Expect it to be lower than what you hoped and asked for. If you’re prepared for this scenario, then you can’t or won’t be caught off guard and put on the defensive. Having said this, if someone is truly interested in your home, they will offer a reasonable price as a basis to begin the negotiation. If the offer is off the wall, then look the offering party in the eye and ask them point blank if they’re really interested in buying your home or are they simply “tire-kicking.”

What constitutes a reasonable offer? This is somewhat determined by the market your home is located in and the tradition of pricing versus final sale price. Do some research and find out what “percentage of the original asking price” is typical for homes sold in your area. Remember, you’ve done research to determine what your home is worth, so your final sale price should be a similar percentage below the asking price relative to market tradition.

  1. The INEXACT art of negotiation!

First, don’t show your hand through emotional outbursts of joy or aggravation when you receive the initial offer. A good negotiator will recognize that they may have offered too much if you show too much enthusiasm and not allow any upward movement of the offer price. Conversely, show a good negotiator that you’re aggravated and they may move on to another home feeling like there is no way they will reach a mutually agreeable price with you, or they will feel that you’re up against a wall and “needing” to sell your home, which will immediately prevent upward movement on the price of your home.

Second, don’t respond to the offer immediately unless the amount offered is exactly what your asking price is or above.
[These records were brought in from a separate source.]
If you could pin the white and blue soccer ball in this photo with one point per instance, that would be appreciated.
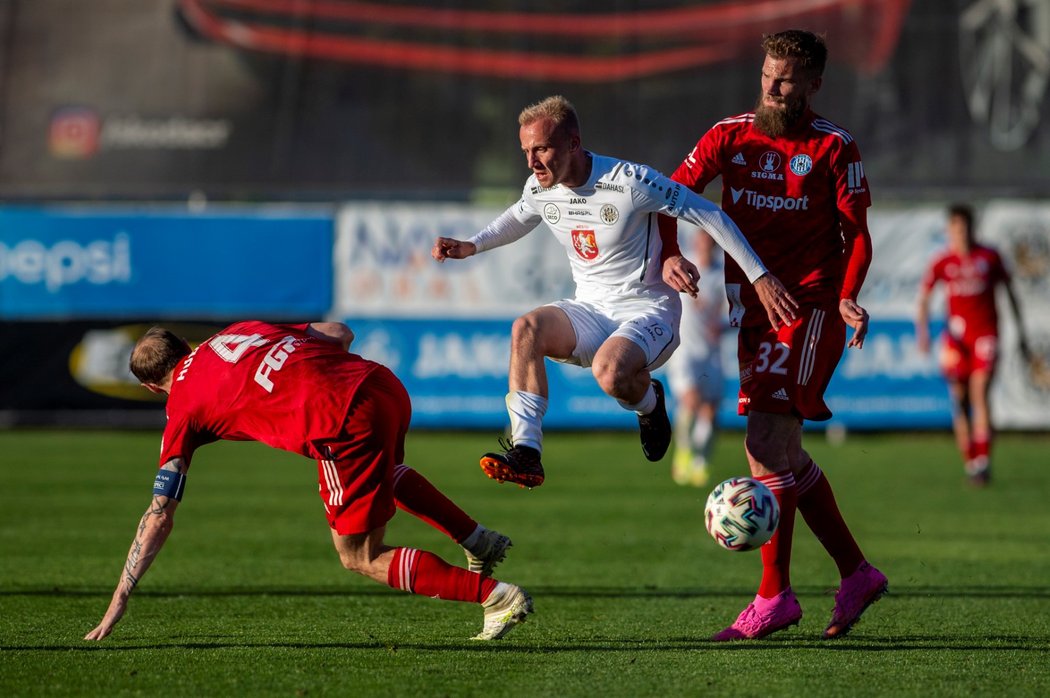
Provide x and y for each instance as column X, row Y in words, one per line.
column 741, row 513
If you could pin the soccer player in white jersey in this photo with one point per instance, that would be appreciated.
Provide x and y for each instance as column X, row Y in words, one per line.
column 694, row 373
column 624, row 319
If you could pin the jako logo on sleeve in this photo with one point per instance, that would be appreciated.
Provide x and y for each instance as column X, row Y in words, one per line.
column 67, row 261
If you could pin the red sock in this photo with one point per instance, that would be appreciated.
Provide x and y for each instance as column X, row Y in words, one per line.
column 776, row 553
column 423, row 573
column 816, row 502
column 415, row 493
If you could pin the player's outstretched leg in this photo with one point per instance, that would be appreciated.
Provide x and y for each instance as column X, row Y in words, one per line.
column 506, row 607
column 763, row 616
column 655, row 427
column 518, row 464
column 857, row 592
column 423, row 573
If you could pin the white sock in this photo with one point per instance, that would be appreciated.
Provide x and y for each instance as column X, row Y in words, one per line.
column 647, row 404
column 683, row 432
column 526, row 410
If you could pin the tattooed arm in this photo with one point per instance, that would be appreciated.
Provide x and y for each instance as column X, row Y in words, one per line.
column 153, row 530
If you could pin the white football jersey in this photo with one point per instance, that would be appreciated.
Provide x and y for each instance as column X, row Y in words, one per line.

There are several reasons why you shouldn’t respond immediately. First, it’s best to have a cooling-off period to let your emotions get in check, allowing your calmer head to prevail. Next, there’s no harm in making the prospective buyer sweat a little about the offer they submitted. Remember, if the prospect has gone so far as to see your home, qualify for a mortgage and make an offer, then it’s a safe bet to assume that they want your house! The key here is to respond within 24 to 48 hours so you keep the process moving forward.
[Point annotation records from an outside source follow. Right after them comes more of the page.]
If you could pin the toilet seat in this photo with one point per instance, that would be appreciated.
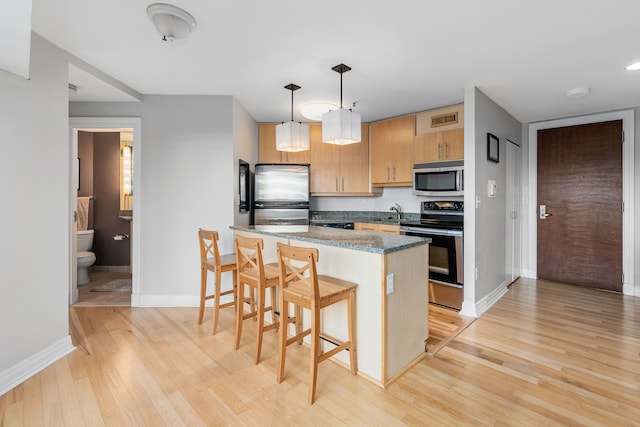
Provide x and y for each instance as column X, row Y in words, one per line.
column 86, row 257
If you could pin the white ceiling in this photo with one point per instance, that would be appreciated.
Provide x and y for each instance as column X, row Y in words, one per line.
column 406, row 56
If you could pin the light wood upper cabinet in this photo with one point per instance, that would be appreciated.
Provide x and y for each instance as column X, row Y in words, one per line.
column 439, row 135
column 267, row 152
column 339, row 169
column 437, row 146
column 392, row 152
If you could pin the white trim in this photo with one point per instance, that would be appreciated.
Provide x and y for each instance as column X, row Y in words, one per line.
column 628, row 127
column 480, row 307
column 30, row 366
column 76, row 123
column 169, row 301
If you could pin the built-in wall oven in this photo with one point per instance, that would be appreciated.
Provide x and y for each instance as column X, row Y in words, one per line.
column 442, row 222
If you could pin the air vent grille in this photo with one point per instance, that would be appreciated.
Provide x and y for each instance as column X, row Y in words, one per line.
column 444, row 119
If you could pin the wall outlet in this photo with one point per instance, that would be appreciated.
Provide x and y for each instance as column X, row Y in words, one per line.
column 391, row 286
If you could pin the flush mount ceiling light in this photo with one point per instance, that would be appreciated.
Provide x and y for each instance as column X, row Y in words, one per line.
column 341, row 126
column 292, row 136
column 578, row 92
column 170, row 21
column 315, row 110
column 633, row 67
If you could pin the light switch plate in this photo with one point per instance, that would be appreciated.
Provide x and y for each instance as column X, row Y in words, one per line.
column 492, row 188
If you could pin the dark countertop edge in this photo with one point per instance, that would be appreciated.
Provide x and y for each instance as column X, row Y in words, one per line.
column 411, row 240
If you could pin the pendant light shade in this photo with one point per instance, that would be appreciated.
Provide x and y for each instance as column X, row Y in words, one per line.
column 341, row 126
column 292, row 136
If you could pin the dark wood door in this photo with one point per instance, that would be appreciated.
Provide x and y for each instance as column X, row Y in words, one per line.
column 580, row 183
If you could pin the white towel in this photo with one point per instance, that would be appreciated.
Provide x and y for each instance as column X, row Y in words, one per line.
column 83, row 213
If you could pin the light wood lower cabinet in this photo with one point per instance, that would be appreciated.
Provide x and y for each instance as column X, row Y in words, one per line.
column 392, row 152
column 267, row 152
column 377, row 228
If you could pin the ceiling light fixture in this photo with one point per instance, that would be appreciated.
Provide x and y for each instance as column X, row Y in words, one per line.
column 170, row 21
column 292, row 136
column 578, row 92
column 315, row 110
column 633, row 67
column 341, row 126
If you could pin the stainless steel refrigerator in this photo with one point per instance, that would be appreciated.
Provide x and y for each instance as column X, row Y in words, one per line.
column 281, row 194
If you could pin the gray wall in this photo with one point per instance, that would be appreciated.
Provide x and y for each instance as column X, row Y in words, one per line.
column 485, row 217
column 35, row 186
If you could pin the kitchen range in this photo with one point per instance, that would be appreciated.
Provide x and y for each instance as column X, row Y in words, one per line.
column 281, row 194
column 442, row 222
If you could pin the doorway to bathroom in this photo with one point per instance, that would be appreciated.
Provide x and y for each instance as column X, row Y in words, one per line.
column 106, row 185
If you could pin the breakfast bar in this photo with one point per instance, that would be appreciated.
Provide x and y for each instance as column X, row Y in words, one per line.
column 391, row 272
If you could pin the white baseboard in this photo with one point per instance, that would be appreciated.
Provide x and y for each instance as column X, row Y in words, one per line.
column 27, row 368
column 173, row 300
column 477, row 309
column 630, row 289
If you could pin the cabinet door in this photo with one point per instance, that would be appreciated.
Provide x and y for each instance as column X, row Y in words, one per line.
column 453, row 141
column 267, row 152
column 427, row 147
column 392, row 151
column 324, row 163
column 354, row 165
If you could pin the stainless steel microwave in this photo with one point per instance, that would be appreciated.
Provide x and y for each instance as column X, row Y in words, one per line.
column 439, row 178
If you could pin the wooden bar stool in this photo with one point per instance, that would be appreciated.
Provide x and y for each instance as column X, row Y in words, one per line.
column 301, row 285
column 259, row 277
column 211, row 260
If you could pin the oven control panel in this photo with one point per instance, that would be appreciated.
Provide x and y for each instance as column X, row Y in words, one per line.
column 442, row 206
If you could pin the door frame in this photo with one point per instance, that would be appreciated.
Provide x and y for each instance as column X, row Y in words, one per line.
column 628, row 255
column 102, row 123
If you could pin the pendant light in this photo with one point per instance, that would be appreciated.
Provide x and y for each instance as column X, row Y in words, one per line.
column 292, row 136
column 341, row 126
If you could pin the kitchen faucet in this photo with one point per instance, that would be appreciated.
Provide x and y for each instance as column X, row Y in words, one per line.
column 398, row 209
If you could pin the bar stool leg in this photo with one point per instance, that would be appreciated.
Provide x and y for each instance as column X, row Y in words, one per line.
column 283, row 334
column 315, row 351
column 216, row 302
column 239, row 314
column 353, row 359
column 203, row 293
column 260, row 318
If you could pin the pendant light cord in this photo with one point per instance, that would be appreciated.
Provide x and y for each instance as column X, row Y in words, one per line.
column 291, row 104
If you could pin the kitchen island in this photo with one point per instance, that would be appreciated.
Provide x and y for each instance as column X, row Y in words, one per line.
column 391, row 272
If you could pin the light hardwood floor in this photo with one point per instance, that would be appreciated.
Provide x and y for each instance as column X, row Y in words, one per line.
column 545, row 354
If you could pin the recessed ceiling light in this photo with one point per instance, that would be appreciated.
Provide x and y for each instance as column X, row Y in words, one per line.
column 578, row 92
column 314, row 110
column 633, row 67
Third, be honest, responsive and fair. If you’re willing to work with the prospect, tell them in your response. If you’re miles apart, tell them! The idea here is to simply do unto others as you would have them do unto you. Remember, this is a stressful time for the buyer as well and the last thing you want is a cold-feet situation where you lose the buyer.

  1. The Response

Write down your response to the offer you have received outlining why you are responding to your counter-offer. You should counter-offer if the original offer received is in any way less than your asking price.

Be direct and firm with your counter-offer. Now is the time to tell the prospective buyer your bottom-line. The last thing you should do at this point is ambiguous. If the offer is ridiculous, thank them for the offer and simply say you’re not interested. If the offer is in the ballpark, state that you appreciate the offer, want to sell your home to them and the amount on your counter-offer is the bottom. Don’t drag this out.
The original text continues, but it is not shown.